One Syrian refugee’s journey: ten years, four countries, four schools, 21 houses and now a physician of the year

A Syrian refugee who travelled across the Middle East to England to complete his medical degree has spoken of his pride after being recognised as one of Medscape’s physicians of the year.

After ten years, four countries, four schools and 21 houses, Dr Tirej Brimo finally graduated in August with his medical degree from St George’s University of London.

At the end of July in 2012 and only ten months away from graduating, Tirej Brimo, 27, was forced to flee Aleppo with his mother and sister, 33. His brother, 36, was already living in the U.K.

Speaking about his journey to safety, Dr Brimo said: “My family has always been there for me.

“Leaving Syria is a decision between life and death.

“You forget everything you once wanted and dreamed about and you go back to your innate human mode, where the safety of your loved ones is what matters the most.”

Using buses, trains and planes he travelled across the Middle East, living in Lebanon for a month before moving on to Egypt for a year.

With the political situation there becoming steadily more unstable, Dr Brimo left Egypt, arriving in the UK in 2013.

He said: “What makes it special is it’s not a one-man journey.

“I met some wonderful people along the way and in the UK.

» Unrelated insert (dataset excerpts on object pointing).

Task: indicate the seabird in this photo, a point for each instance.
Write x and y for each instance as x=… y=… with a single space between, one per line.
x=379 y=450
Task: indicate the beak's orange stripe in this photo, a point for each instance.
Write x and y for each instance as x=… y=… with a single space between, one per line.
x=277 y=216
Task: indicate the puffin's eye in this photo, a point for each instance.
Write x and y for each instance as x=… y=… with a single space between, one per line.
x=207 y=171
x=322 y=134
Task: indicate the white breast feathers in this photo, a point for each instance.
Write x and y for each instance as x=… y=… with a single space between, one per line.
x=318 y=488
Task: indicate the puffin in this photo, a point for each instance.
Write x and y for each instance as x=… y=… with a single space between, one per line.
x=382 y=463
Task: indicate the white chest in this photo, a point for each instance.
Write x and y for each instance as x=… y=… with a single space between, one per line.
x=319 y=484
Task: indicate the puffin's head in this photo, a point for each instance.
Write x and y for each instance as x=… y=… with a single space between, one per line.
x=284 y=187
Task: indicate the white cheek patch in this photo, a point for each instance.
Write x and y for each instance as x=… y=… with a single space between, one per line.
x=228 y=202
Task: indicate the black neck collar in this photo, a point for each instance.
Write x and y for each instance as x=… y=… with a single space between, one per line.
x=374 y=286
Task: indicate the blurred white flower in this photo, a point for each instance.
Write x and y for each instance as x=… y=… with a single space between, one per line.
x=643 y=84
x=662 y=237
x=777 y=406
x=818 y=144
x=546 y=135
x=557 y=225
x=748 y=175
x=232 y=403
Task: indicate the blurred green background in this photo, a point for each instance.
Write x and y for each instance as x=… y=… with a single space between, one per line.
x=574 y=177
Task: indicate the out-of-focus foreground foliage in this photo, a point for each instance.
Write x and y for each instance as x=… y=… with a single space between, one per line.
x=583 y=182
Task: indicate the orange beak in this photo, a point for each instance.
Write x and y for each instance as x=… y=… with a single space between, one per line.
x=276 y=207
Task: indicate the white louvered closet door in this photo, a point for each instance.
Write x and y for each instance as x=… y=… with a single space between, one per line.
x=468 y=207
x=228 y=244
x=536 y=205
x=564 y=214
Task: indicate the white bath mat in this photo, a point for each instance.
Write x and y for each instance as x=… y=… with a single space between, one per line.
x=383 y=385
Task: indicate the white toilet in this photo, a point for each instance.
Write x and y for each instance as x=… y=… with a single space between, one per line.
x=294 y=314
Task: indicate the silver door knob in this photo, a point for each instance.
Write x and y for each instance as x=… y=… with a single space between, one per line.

“It’s many, many people I met along the way at different stages of the journey with endless love and kind of support and that made the journey possible.”

Once arrived in this country, he applied to every university he could and was finally accepted by St George’s.

He said: “St George’s, regardless who you are and what your background is, you will always be looked after.”

Dr Brimo spent hours and hours working extremely hard to improve and expand his English, having initially known only the basics.

Recalling what it was like for refugees fleeing Syria he explained:

“In the same way a glass plate would shatter and it’s broken pieces would spread everywhere when forcefully thrown on the floor, sadly, this is how Syrians spread everywhere after the war.”

“Once I accepted my losses it was the most liberating, self-empowering moment in my life.”

In recognition of his continued triumph over adversity, Dr Brimo was one of 13 professionals listed by the prestigious global medical website Medscape in December as physicians of the year 2017.

Dr Brimo said: “It’s an absolute privilege and great honour.”

A spokesperson for St George’s University of London said: “We are incredibly proud.”

Dr Brimo started his two year medic foundation in August, working at County Hospital in Stafford, for the first term and is now at Royal Stoke University Hospital.

He hopes to specialise in trauma surgery in the future.

Philippa Tostevin, course director for medicine St George’s, interviewed Dr Brimo in 2014.

She said: “At the interview I felt he was a sincere and intelligent young man who was determined to continue his medical education against incredible odds.

“We were all delighted to see him graduate this year.”

Dr Tostevin said he had an exemplary academic track record from school in Syria.

He was given an academic scholarship to medical school in Syria and left school with outstanding grades.

Dr Brimo said: “There are moments when I sit and think about all the changes and I think wow, what a journey.”

Dr Brimo would like to thank his family who sacrificed a lot and his friends who supported him throughout everything. He is grateful to his university who loved and believed in him and to all the wonderful people who looked at him in the eye and understood his pain.